The objective of the intervention task is to evaluate how effectively ChatGPT, augmented with advanced deep learning techniques, can provide support for individuals experiencing depression symptoms. Specifically, the aim is to assess AIGC whether suggestions can contribute to early intervention and support for individuals facing mental health challenges. By clearly defining this objective, the authors aim to demonstrate the potential of AI in assisting with mental health interventions. The performance of the models is assessed using various metrics such as accuracy, precision, recall, and F1 score. The evaluation is conducted on a dataset comprising both human-generated content and AI-generated content. Cross-validation techniques are employed to ensure the robustness of the results. Additionally, the authors compare the performance of different models, such as BERT and Roberta, to determine which model yields the best results in classifying content accurately. In the intervention task, multiple models are utilized to provide comprehensive support. ChatGPT serves as the primary model for generating responses to inquiries related to depression symptoms and mental health challenges. Deep learning models like BERT and Roberta classify content and distinguish between human-generated and AI-generated content. By integrating these models, the intervention system can provide tailored recommendations based on the conversation’s context while ensuring the generated content’s reliability.

4.3 Explainable analysis

Figure 4 presents the interpretable experiment of the model, in which we selected a subset of explanations for further examination. The overall classification remains reliable. We observed that HGC tends to use more names, with noticeable differences in feature values. For instance, in Figure 4B, most SHAP values are around -0.01, but some are also at -0.02. On the other hand, the text generated by AIGC is comparatively longer with a more uniform structure, and the feature values across each dimension are consistent, mostly at -0.01. It’s noteworthy that verbs such as “establish,” “improve,” and “overcome” harm AIGC, contributing positively to the detection of HGC. These findings indicate that the data used by the deep learning model effectively associates semantic features with HGC.

Figure 4
www.frontiersin.org

Figure 4 SHAP local explanation plots of six text samples in the general topic.

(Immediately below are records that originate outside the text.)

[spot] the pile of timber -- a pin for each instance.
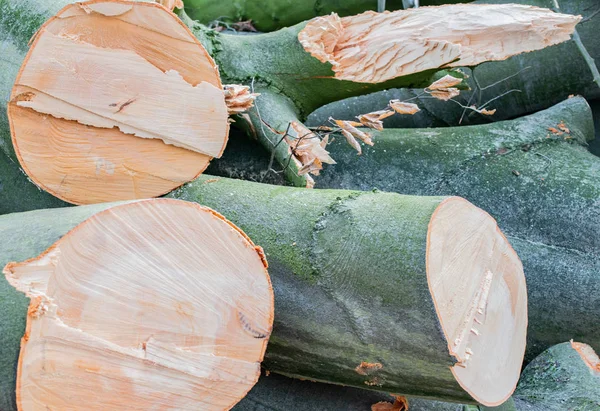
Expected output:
(423, 274)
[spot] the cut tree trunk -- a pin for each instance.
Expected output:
(542, 78)
(307, 81)
(542, 186)
(275, 14)
(401, 294)
(146, 305)
(543, 192)
(94, 105)
(565, 377)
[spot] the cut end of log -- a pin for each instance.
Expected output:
(478, 287)
(159, 303)
(116, 100)
(588, 355)
(375, 47)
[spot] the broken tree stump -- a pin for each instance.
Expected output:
(548, 211)
(144, 305)
(351, 314)
(116, 101)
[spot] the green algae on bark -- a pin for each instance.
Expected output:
(340, 300)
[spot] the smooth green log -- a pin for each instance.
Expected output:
(275, 60)
(555, 73)
(278, 393)
(348, 271)
(558, 380)
(17, 193)
(269, 15)
(542, 188)
(543, 191)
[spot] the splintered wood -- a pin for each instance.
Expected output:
(478, 287)
(375, 47)
(156, 304)
(116, 100)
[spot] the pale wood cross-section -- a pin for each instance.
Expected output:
(478, 287)
(154, 304)
(116, 100)
(375, 47)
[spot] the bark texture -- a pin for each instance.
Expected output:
(554, 73)
(542, 190)
(559, 379)
(275, 14)
(329, 319)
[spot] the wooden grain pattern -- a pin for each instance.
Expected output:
(157, 304)
(131, 71)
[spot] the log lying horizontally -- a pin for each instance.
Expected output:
(543, 192)
(564, 377)
(116, 101)
(401, 294)
(538, 80)
(145, 305)
(290, 70)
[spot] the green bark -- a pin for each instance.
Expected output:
(549, 211)
(558, 380)
(542, 189)
(370, 305)
(275, 61)
(555, 73)
(274, 14)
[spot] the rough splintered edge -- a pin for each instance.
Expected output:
(588, 355)
(488, 276)
(321, 35)
(40, 304)
(113, 8)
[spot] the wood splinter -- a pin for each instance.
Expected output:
(116, 100)
(155, 304)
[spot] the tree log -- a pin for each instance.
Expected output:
(304, 67)
(543, 78)
(348, 313)
(146, 305)
(541, 186)
(553, 223)
(275, 14)
(564, 377)
(275, 392)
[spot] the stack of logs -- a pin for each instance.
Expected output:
(377, 283)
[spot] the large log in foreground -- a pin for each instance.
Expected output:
(394, 293)
(564, 377)
(543, 192)
(162, 66)
(148, 305)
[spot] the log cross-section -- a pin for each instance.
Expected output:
(116, 100)
(156, 304)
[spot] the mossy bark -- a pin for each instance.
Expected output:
(554, 73)
(274, 61)
(278, 393)
(557, 380)
(274, 14)
(541, 187)
(372, 305)
(542, 190)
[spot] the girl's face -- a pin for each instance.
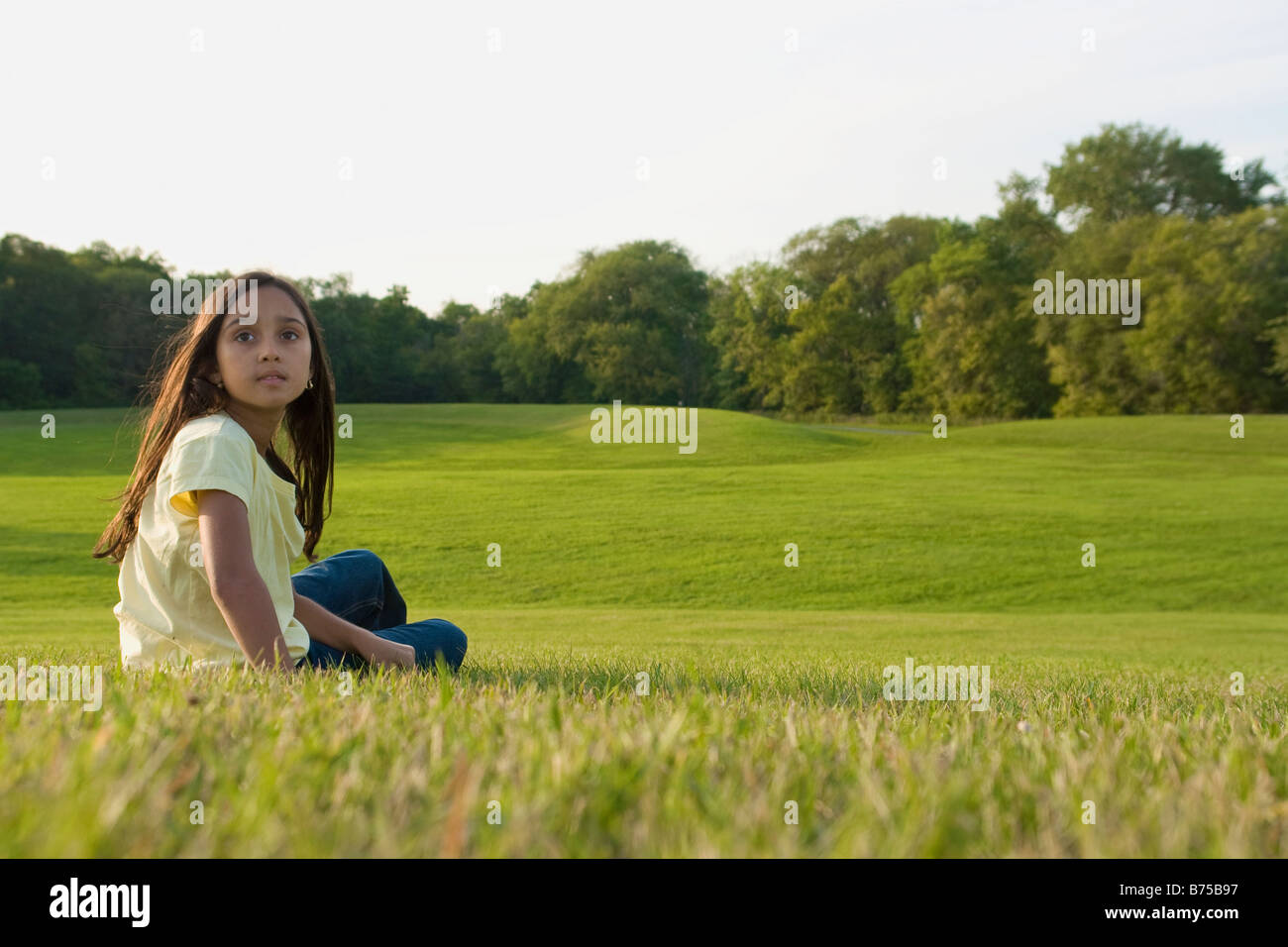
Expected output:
(275, 343)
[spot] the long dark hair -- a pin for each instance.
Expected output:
(180, 392)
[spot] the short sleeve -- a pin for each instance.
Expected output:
(209, 460)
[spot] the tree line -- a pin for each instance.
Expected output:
(861, 316)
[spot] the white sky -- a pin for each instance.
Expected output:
(476, 169)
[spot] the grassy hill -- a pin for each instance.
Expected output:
(1111, 684)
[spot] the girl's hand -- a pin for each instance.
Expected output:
(381, 652)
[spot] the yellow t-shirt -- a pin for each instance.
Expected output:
(166, 612)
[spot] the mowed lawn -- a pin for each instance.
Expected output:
(763, 729)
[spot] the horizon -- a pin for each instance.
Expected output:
(996, 89)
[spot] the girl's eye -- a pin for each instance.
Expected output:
(245, 331)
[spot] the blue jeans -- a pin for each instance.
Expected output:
(356, 586)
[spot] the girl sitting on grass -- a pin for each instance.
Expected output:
(211, 519)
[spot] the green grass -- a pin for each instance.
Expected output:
(1109, 684)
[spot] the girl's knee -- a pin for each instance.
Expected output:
(450, 642)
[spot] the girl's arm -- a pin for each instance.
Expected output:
(236, 583)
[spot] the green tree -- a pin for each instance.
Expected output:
(1129, 170)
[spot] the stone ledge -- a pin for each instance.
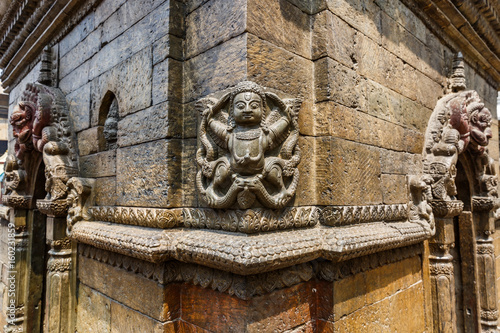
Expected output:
(250, 254)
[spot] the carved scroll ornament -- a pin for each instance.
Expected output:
(40, 123)
(248, 148)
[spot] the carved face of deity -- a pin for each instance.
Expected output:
(480, 127)
(22, 123)
(247, 109)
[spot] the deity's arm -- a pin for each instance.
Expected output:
(277, 131)
(219, 130)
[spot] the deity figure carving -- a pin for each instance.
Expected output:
(40, 123)
(459, 122)
(248, 148)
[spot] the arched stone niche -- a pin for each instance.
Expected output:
(457, 135)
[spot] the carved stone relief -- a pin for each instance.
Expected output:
(40, 124)
(248, 148)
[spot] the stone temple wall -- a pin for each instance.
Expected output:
(369, 73)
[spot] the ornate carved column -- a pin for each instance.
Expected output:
(17, 272)
(441, 265)
(485, 226)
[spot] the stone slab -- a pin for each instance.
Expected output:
(228, 60)
(280, 23)
(214, 23)
(334, 38)
(160, 302)
(167, 81)
(148, 174)
(164, 120)
(93, 311)
(79, 107)
(102, 164)
(91, 141)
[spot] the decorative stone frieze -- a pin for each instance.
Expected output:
(250, 254)
(246, 287)
(40, 124)
(248, 148)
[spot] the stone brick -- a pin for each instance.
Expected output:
(105, 191)
(148, 174)
(273, 67)
(402, 320)
(79, 108)
(91, 141)
(363, 15)
(213, 23)
(309, 6)
(130, 82)
(349, 295)
(80, 53)
(105, 10)
(168, 46)
(93, 311)
(75, 79)
(140, 36)
(334, 38)
(102, 164)
(282, 310)
(394, 189)
(125, 319)
(167, 81)
(163, 120)
(373, 318)
(228, 60)
(270, 19)
(126, 16)
(161, 303)
(77, 34)
(335, 82)
(338, 164)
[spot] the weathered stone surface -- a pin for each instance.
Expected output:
(334, 38)
(105, 191)
(273, 67)
(213, 23)
(76, 35)
(338, 164)
(126, 16)
(75, 79)
(130, 82)
(297, 38)
(93, 311)
(106, 161)
(167, 81)
(336, 82)
(80, 53)
(91, 141)
(79, 107)
(161, 303)
(169, 46)
(227, 59)
(164, 120)
(394, 189)
(148, 174)
(140, 36)
(363, 15)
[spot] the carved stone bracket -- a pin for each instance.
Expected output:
(250, 254)
(445, 209)
(247, 286)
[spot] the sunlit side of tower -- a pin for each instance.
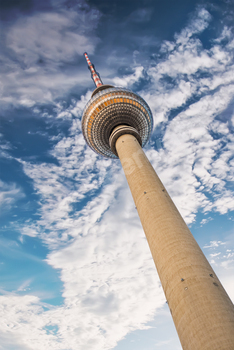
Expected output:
(117, 123)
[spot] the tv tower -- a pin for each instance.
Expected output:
(117, 123)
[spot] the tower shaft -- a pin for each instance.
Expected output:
(201, 309)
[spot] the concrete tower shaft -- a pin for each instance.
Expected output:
(117, 123)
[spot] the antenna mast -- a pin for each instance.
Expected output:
(95, 76)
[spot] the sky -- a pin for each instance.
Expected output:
(76, 270)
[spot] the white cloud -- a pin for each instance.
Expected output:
(35, 74)
(10, 193)
(87, 216)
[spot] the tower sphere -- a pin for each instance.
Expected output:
(110, 107)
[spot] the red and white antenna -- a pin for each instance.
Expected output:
(95, 76)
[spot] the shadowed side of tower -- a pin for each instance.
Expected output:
(117, 123)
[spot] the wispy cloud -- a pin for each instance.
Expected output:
(109, 282)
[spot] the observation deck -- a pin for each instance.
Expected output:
(110, 107)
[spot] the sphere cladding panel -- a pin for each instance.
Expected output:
(112, 107)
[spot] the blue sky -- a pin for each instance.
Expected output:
(76, 270)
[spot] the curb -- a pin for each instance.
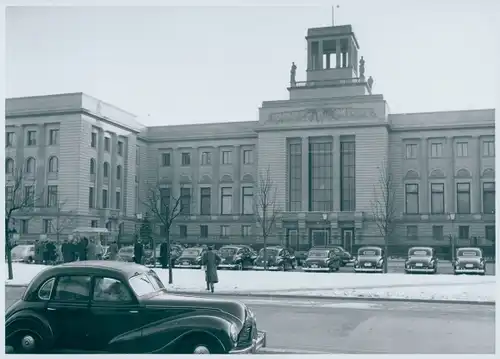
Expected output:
(319, 297)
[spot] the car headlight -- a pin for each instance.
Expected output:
(233, 332)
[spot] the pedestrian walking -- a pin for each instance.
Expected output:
(211, 261)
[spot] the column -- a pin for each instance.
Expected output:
(305, 174)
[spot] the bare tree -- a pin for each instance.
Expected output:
(266, 207)
(384, 206)
(20, 198)
(165, 208)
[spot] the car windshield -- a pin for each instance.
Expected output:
(419, 252)
(318, 254)
(369, 252)
(469, 253)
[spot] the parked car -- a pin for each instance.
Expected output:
(321, 260)
(23, 253)
(109, 307)
(235, 257)
(278, 258)
(469, 260)
(190, 257)
(370, 259)
(421, 260)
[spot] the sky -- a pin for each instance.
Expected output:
(180, 65)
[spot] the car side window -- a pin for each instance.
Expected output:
(46, 289)
(110, 290)
(73, 288)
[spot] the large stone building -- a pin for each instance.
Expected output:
(326, 148)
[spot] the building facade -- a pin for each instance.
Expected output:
(325, 148)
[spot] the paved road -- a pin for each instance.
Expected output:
(343, 327)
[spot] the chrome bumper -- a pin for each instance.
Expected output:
(257, 344)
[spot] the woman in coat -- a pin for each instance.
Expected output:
(211, 261)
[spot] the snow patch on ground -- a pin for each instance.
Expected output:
(347, 285)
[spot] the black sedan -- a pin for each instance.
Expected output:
(109, 307)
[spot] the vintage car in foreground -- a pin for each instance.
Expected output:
(110, 307)
(370, 259)
(235, 257)
(190, 257)
(469, 260)
(278, 258)
(321, 260)
(421, 260)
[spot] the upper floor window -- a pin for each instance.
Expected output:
(489, 148)
(411, 151)
(462, 149)
(31, 138)
(436, 150)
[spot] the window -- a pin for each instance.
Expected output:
(111, 290)
(73, 288)
(30, 165)
(183, 231)
(206, 158)
(320, 177)
(295, 177)
(186, 201)
(53, 137)
(411, 151)
(436, 150)
(92, 166)
(105, 169)
(247, 157)
(226, 200)
(463, 232)
(165, 159)
(411, 193)
(46, 289)
(185, 159)
(226, 157)
(52, 196)
(347, 176)
(9, 139)
(224, 231)
(437, 198)
(118, 200)
(53, 165)
(463, 198)
(437, 233)
(104, 198)
(91, 197)
(462, 149)
(31, 140)
(246, 231)
(47, 226)
(489, 233)
(488, 148)
(489, 197)
(204, 231)
(247, 200)
(412, 233)
(93, 140)
(205, 201)
(9, 166)
(120, 148)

As shown in Figure 5, the three localized explanation charts presented highlight emotionally charged words related to love in HGC. Particularly, the word “喜欢” (like) has the most significant impact on the model’s decision, aligning with the impact observed in HGC. Similarly, in the case of AIGC, the word “感受” (feelings) has the most pronounced influence on the model’s decision. These findings suggest that deep learning models can effectively associate distinct emotional features with HGC, as opposed to the AIGC by ChatGPT.

Figure 5
www.frontiersin.org

Figure 5 SHAP local explanation plots of six text samples in the love topic.

Figure 6 presents a visual representation of SHAP diagrams centered around the theme of life. In this diagram, ‘b’ portrays the local interpretation of misclassification, revealing an intriguing distinction. While the generated content ostensibly originates from an AIGC, closer inspection reveals that it is, in fact, created by HGC. Upon closer examination of the figure, it becomes evident that most of the words significantly contribute to AIGC, with the personal pronoun “my” exhibiting the highest value. Similarly, Figure 6E serves to illustrate that nouns like “困境 (dilemma)” “生活(life),” and others also play a significant role in classifying the text as HGC. This observation might align with the notion that the scenarios described in the text are coherent and amenable to detailed analysis—qualities commonly associated with AIGC. These examples underscore the challenges encountered when attempting to discern AIGC, mainly when disguised within HGC.

Figure 6
www.frontiersin.org

Figure 6 Local explanation plots of six text samples in the life topic.

Depression is a complex and heterogeneous condition, and what works for one individual may not work for another. By understanding the local alignment between content characteristics and feature importance, interventions can be personalized to match everyone’s linguistic profile and needs. By closely analyzing the alignment between content characteristics and feature importance, clinicians can detect these risk factors early and intervene proactively to prevent escalation. Clinicians also can tailor intervention strategies to align with everyone’s linguistic preferences and communication styles, thereby increasing the effectiveness of the interventions. By optimizing interventions based on linguistic alignment, barriers to seeking and receiving care may be reduced, ultimately improving access and outcomes for individuals with depression.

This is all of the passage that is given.